The European Union has made great strides in better-defining sustainable investments, but the new EU rules remain vague, leaving room for fund strategy providers to sneak in less socially-responsible categories.

Since the EU enacted the new disclosures in March, asset managers are adopting a range of strategies to justify their sustainable labels, Reuters reports.

The EU’s Sustainable Finance Disclosure Regulation (SFDR) was a way to bring greater transparency for investors focused on environmental, social, and governance issues, but fund managers argued that the definition of sustainability is too vague and could fuel confusion about what is considered sustainable.

For example, Legal & General Investment Management’s L&G UK Equity UCITS ETF is an Article 8 exchange traded fund that falls under the disclosure regulation. The ETF’s top 10 holdings, though, are the same as L&G funds tracking the FTSE 100 index that don’t carry the Article 8 label, including oil giants BP and Royal Dutch Shell, along with miner Rio Tinto and British American Tobacco.
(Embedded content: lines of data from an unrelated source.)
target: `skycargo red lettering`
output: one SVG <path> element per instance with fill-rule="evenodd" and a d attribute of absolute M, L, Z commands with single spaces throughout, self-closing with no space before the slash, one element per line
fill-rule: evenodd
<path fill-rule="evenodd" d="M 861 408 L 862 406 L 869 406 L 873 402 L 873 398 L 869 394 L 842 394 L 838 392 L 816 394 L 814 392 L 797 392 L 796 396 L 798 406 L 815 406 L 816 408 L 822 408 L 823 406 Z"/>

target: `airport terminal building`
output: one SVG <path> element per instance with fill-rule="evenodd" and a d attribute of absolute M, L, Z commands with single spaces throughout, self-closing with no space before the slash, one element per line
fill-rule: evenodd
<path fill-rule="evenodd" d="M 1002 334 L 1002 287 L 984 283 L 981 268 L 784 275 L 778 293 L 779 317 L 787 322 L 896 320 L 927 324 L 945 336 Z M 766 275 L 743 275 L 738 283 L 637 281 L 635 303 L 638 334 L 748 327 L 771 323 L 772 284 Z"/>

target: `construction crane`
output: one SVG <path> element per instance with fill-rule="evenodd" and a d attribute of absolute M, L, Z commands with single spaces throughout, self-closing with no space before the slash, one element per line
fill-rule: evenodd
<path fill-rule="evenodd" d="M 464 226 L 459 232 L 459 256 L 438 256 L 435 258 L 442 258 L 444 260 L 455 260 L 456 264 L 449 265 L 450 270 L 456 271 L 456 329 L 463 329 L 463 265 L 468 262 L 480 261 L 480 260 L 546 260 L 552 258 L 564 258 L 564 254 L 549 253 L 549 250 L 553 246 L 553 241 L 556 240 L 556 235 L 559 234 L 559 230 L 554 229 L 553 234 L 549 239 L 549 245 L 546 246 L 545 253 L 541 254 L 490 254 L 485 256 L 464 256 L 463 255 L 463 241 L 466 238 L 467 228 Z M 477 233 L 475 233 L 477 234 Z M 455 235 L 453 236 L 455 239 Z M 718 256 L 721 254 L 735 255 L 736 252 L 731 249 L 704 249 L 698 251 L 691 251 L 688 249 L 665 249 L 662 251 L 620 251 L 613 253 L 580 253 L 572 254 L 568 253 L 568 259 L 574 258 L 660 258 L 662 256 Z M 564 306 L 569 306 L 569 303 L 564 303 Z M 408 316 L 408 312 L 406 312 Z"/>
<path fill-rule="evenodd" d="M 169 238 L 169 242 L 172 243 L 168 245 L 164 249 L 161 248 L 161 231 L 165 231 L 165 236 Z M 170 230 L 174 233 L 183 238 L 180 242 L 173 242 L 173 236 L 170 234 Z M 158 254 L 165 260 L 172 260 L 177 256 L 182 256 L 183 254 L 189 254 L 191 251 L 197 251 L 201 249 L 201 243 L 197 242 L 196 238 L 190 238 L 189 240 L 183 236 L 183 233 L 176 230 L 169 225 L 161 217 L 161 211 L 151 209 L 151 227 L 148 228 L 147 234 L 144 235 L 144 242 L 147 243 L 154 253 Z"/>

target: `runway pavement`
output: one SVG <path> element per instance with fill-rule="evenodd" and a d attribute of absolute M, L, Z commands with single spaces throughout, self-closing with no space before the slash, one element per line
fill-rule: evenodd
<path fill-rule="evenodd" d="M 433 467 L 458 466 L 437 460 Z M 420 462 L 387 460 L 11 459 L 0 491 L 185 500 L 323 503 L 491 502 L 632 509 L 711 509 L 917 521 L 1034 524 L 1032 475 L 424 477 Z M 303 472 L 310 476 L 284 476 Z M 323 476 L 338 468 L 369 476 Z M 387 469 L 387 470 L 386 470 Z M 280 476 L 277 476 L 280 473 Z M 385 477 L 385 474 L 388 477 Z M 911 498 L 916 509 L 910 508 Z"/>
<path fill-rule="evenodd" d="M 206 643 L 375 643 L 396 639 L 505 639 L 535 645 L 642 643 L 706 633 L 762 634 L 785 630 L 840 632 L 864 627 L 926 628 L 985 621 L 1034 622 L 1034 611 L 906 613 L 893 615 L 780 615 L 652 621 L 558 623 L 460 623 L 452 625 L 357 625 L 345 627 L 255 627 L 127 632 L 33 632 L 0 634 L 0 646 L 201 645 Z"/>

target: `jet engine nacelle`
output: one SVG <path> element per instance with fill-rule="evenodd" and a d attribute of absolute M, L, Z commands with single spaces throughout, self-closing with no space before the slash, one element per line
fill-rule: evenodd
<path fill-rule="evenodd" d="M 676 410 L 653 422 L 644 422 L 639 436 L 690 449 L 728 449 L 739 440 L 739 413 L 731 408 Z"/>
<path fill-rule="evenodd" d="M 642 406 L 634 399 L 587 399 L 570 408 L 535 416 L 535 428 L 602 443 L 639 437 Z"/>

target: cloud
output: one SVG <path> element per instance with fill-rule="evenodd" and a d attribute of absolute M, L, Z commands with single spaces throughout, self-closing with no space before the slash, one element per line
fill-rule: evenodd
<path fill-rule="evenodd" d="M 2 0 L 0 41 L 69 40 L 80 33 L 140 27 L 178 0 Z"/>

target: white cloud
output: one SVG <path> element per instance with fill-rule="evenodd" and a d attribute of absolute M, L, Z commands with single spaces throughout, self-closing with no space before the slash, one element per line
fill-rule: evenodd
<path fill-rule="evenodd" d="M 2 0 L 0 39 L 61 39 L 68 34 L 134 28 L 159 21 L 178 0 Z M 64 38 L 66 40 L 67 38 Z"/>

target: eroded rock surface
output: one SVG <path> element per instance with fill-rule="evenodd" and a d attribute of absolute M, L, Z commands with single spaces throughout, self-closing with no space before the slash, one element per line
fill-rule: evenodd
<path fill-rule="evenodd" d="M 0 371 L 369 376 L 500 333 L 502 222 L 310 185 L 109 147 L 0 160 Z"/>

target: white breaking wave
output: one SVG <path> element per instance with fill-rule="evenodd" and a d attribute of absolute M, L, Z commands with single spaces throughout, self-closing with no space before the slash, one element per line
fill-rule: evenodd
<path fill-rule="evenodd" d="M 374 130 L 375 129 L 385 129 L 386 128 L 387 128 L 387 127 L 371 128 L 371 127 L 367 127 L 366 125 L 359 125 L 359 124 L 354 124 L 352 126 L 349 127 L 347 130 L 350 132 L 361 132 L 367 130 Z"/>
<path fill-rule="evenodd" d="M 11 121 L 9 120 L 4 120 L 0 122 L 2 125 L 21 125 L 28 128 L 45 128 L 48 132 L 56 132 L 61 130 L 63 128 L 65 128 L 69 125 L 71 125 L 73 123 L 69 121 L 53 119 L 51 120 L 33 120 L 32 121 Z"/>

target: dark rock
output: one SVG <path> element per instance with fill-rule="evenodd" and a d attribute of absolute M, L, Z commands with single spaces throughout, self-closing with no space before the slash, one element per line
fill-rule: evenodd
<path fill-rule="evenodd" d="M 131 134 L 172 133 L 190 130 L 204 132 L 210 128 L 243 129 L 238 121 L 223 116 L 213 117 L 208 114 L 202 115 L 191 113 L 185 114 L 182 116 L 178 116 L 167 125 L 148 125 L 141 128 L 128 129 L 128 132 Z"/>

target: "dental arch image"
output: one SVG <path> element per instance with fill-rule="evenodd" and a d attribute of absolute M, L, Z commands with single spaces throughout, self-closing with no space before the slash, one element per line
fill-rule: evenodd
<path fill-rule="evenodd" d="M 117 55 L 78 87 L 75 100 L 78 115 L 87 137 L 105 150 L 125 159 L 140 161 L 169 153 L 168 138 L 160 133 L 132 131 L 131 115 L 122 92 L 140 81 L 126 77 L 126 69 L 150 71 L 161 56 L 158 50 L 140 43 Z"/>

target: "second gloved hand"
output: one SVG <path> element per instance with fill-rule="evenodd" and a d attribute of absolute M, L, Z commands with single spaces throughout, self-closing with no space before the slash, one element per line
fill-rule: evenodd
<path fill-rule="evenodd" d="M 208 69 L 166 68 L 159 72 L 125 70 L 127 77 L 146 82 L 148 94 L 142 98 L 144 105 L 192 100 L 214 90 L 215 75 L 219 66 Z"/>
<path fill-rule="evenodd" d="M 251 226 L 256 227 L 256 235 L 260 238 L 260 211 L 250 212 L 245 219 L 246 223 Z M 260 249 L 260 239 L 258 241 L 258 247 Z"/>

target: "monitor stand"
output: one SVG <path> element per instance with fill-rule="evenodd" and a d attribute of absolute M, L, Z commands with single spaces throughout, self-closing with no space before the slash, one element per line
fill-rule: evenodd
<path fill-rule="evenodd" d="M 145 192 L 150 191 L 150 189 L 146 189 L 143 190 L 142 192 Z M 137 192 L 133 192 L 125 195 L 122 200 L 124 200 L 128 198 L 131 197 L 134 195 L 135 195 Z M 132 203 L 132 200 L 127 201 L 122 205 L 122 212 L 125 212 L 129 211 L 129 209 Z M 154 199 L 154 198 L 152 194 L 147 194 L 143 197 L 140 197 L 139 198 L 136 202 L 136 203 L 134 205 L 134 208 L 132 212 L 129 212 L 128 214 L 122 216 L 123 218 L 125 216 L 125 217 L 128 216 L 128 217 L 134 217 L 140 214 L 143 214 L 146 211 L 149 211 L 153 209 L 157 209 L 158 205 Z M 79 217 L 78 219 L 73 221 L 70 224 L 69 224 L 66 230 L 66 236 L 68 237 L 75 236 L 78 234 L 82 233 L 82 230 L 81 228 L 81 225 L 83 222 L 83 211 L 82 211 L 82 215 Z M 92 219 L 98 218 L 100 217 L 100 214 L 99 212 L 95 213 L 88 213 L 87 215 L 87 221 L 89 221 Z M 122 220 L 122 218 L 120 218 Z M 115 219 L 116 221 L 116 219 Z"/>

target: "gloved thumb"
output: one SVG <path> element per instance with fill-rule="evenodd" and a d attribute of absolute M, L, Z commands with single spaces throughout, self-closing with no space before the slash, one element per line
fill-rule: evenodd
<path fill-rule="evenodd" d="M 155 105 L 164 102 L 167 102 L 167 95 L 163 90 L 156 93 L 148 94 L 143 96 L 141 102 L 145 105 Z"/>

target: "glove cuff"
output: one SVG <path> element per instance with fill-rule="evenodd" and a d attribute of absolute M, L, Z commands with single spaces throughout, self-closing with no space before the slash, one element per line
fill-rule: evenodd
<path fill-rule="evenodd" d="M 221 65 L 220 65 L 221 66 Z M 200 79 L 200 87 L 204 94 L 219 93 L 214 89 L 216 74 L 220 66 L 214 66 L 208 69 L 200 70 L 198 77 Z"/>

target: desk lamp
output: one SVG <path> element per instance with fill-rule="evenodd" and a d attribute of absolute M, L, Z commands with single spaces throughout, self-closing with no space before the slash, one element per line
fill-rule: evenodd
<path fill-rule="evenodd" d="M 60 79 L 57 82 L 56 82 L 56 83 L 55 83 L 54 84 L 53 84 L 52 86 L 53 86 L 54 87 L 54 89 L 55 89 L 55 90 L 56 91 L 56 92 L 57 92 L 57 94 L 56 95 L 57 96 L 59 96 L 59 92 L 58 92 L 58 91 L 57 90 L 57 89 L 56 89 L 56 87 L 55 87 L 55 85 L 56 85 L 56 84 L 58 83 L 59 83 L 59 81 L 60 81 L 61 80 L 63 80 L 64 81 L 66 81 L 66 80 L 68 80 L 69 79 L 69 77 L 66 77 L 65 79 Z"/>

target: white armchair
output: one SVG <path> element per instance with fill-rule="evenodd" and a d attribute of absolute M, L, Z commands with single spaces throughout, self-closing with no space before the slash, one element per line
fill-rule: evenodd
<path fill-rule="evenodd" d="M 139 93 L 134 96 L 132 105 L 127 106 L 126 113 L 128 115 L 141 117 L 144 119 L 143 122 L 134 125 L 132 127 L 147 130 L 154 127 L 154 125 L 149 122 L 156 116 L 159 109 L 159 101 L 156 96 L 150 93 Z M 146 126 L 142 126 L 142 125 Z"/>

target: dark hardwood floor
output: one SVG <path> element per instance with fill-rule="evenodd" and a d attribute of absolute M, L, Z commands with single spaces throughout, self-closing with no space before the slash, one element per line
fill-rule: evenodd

Nevertheless, L&G affirms that the fund follows Article 8 since it promotes sustainability characteristics through LGIM’s Future World Protection List, a “binding element” of its investment process.

“The lens we should use is what is right. It’s not just about what is legally required because it seems not very much is legally required,” Eric Christian Pedersen, head of responsible investments at Nordea Asset Management, told Reuters.

Managers have sought to upgrade investment funds to Article 8, or even Article 9, which covers products with an explicit sustainable investment objective. Article 8 funds are seen as “light green” and Article 9 “dark green” in the industry.

According to a Reuters analysis of 20 of the biggest fund houses and their products marketed as Article 8 or 9, 14 firms revealed some Article 8 products have limited claims to sustainability, like those tracking conventional stock and bond indexes, which include exposure to in fuels or purchasing debt from countries with weak ESG credentials like Saudi Arabia and Nigeria.

Hortense Bioy, director of sustainability research at Morningstar, warned that Article 8 funds include climate-themed green to “very, very light green.”

“Managers need to ask if they are even relevant,” Bioy told Reuters. “That is the key message: investors shouldn’t expect anything from Article 8.”

Meanwhile, other industry experts argue that none of the asset managers are actually breaking any rules. Managers determine which article apply to them, and Brussels does not check the claims.